The first of my series of harvest classes was really quite fun.   The guests were wonderful – especially our gracious token male, who was brave enough to show up anyway!  Here’s what was served, just in case you missed the post:

  • Cucumber gazpacho with fresh mint and melon
  • Fresh mixed greens with sunflower shoots and seeds, fresh dill vinaigrette
  • Maple glazed roast pork tenderloin with rhubarb apple chutney, roasted new potatoes and green and yellow bean sautée with toasted cashews
  • French raspberry tart with raspberry coulis

The cucumber gazpacho is really a play on the traditional Mexican cold tomato soup, blended with a bit of spices and herbs and olive oil.  The cucumber variation, with some unusual combinations such as mint, garlic, ginger and hot pepper sauce was surprisingly good.

My favourite surprise, however, was the salad – the sunflower shoots really made it sing.  From Queen Street market, who can be found at the farmers market every Saturday and Wednesday by the way, these little shoots have that familiar nutty taste.  By combining the shoots, seeds, some salty cheese and a light vinaigrette, the flavours are MMMmmm.  Queen Street threw in some fresh edible flowers in their mixed greens, so visually it was also quite beautiful.

My husband and I enjoyed a wonderful dinner at Bistro One for our anniversary a little while before the cooking class, and I ordered a salad that was the highlight of my meal.  I simply embellished that salad with some flowers and shoots.  So, in that fashion, you can recreate the recipe below with your own embellishments to create your own perfect salad!

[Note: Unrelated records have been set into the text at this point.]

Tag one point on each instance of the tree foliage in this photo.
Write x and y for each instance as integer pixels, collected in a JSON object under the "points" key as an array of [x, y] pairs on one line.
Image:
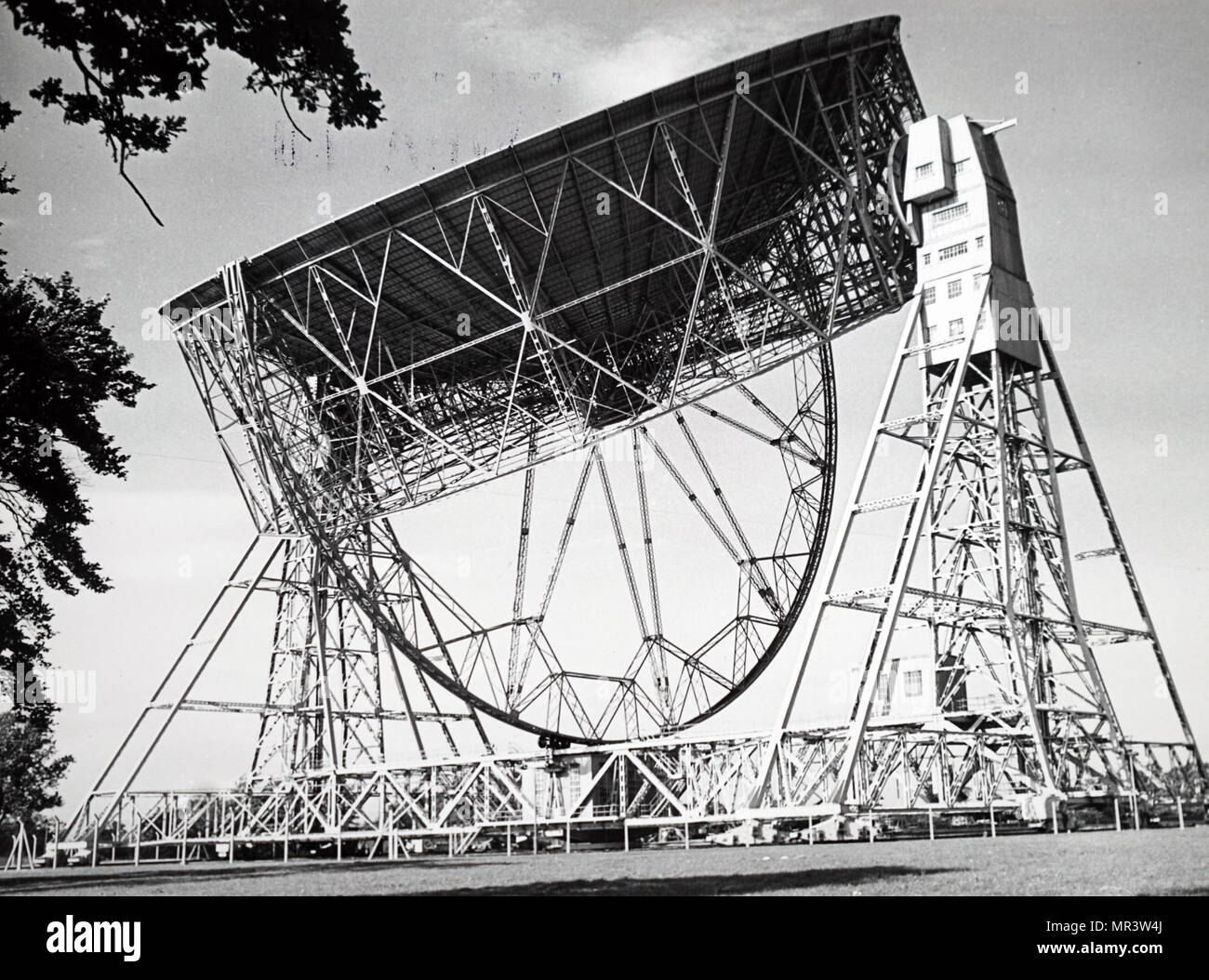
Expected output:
{"points": [[125, 51], [29, 769], [59, 362]]}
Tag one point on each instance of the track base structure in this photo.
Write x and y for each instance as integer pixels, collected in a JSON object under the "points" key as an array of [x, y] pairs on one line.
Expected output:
{"points": [[1006, 672], [673, 789]]}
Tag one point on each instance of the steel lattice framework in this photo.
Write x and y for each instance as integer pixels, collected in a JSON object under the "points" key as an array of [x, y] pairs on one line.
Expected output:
{"points": [[589, 282], [629, 282]]}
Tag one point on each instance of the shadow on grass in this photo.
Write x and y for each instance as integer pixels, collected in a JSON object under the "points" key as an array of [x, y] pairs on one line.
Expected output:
{"points": [[701, 884], [49, 881]]}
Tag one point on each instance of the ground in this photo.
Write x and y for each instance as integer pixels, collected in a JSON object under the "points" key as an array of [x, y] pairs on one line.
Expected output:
{"points": [[1149, 862]]}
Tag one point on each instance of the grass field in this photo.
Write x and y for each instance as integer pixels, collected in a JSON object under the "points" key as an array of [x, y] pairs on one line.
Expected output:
{"points": [[1151, 862]]}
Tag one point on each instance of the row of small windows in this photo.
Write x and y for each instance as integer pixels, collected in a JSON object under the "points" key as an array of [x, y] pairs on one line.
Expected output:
{"points": [[925, 169], [913, 686], [953, 286], [962, 248], [950, 214]]}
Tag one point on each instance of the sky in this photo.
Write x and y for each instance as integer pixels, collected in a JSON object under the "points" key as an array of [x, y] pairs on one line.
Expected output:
{"points": [[1110, 109]]}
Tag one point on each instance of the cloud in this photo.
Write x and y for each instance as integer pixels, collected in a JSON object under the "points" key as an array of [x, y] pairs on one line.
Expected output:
{"points": [[618, 57]]}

Fresh mixed greens with raspberries and gouda curds

Serves 8

Ingredients:

  • Mixed market greens- ½ lb
  • Fresh sunflower shoots – ¼ lb
  • Mild gouda curds or feta cheese
  • Sunflower or pumpkin seeds, toasted

Dressing:

  • 3 tbsp honey
  • 1/2 cup white wine vinegar
  • 1 cup light oil such as grapeseed or canola
  • ¼ cup fresh dill, chopped
  • Pinch salt, coarsely ground pepper

Method:

  1. Arrange greens, gouda and sunflower seeds on individual plates.
  2. Whisk dressing ingredients together
  3. Drizzle dressing over salads and serve.

May you enjoy the coming fall season by enjoying all the wonderful edible things that fall has to offer.